How will the Sun look after it dies Scientists have predicted what the end of our Solar System will look like, and when it will occur. The final act will not be witnessed by humans.
Astronomers believed it would become a planetary nubula, a glowing bubble of gaseous and dust. However, evidence suggests it is much larger.
In 2018, an international team of astronomers reversed the equation and discovered that a planetary nubula was indeed the most likely Solar body.
Based on the age of other objects within the Solar System, the Sun is approximately 4.6 billion years old. Astronomers have predicted that it will die in 10 billion years based on observations of other stars.
Of course, there are many other things that could happen along the route. The Sun will become a red giant in 5 billion years. While the core of the star will shrink in size, its outer layers will expand to Mars' orbit, engulfing the planet. It's possible it is still there.

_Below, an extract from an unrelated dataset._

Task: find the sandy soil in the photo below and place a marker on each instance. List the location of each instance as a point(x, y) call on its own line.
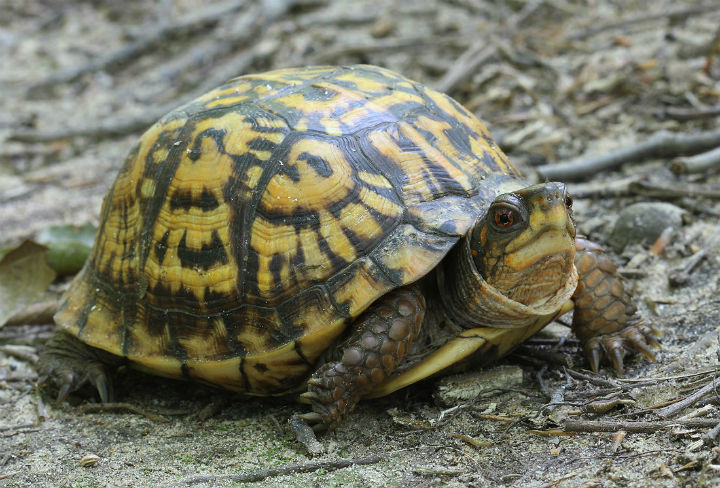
point(554, 80)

One thing is certain, however: We won't even be here by then. If we don't find a way to get off of this rock, humanity will only have about one billion more years. This is because the Sun's brightness increases by approximately 10 percent each billion years.
Although it doesn't seem like much, this increase in brightness will bring an end to life on Earth. Our oceans will disappear and the surface of the Earth will be too hot to allow water to form. We will be as bad as possible.
It is what happens after the red giant that is difficult to pinpoint. Numerous studies have shown that the Sun's initial star must have at least twice the mass to create a bright planetary nucleus.
The 2018 study, however, used computer modeling to show that our Sun, just like 90% of other stars, is most likely shrink from a red giant into a white dwarf, and then end up as a planetary nubula.
"When a star is destroyed, it releases a mass of dust and gas known as its envelope into the universe. The envelope can contain as much as half of the star's total mass. This exposes the star's core. At this point in star's life, the star is running out of fuel and eventually turning off before dying," stated Albert Zijlstra, an astrophysicist from the University of Manchester, UK. He was also one of the paper's authors.
"It's only then that the hot core makes the envelope glow brightly for approximately 10,000 years, a short period in astronomy. This is why the planetary nucleus can be seen. They are bright enough to be visible from very far distances, measuring in the tens of thousands of light years. The star would have been too faint to see.
The team actually created a data model to predict the life cycles of different types of stars and determine the brightness of the planetary Nebula associated with different star masses.
The observable Universe is home to many planetary nebulae, including the Helix Nebula and the Cat's Eye Nebula.
Cat's Eye Nebula (NASA/ESA).
They are called planetary nebulae because they look similar to planets when they were first discovered by William Herschel late in 18th century.
Astronomers discovered something quite remarkable almost 30 years ago: The brightest planetary nuclei in other galaxies have approximately the same brightness. Astronomers can use this information to calculate their distance from other galaxies.
Although the data proved this to be true, the models did not. This has been frustrating scientists since the discovery.
"Older, lower mass stars should produce fainter planetary nubulae than younger, more massive stars." "This has been a source for conflict over the last 25 years," Zijlstra stated.
"While the data suggested that bright planetary nubulae could be formed from low-mass stars like the sun's, the models stated otherwise. Anything less than twice the mass of the sun would make a planetary nubula too faint for us to see.
This problem was solved by the 2018 models, which show that the Sun is just below the limit of mass for stars that can produce visible nebulas.
Even stars with masses less than the Sun's will not produce visible nebulae. Brighter nebulae will be produced by larger stars that are up to three times as massive as the Sun.
The predicted brightness for all stars between them is very similar to what we have seen.
Zijlstra stated, "This is an excellent result." "We now have a method to measure the presence stars of ages a few million years in distant galaxies. This is a range that is remarkably hard to measure. We also know what the Sun will do after it dies!"
The journal Nature Astronomy published the research.
This article was published in an earlier version in May 2018.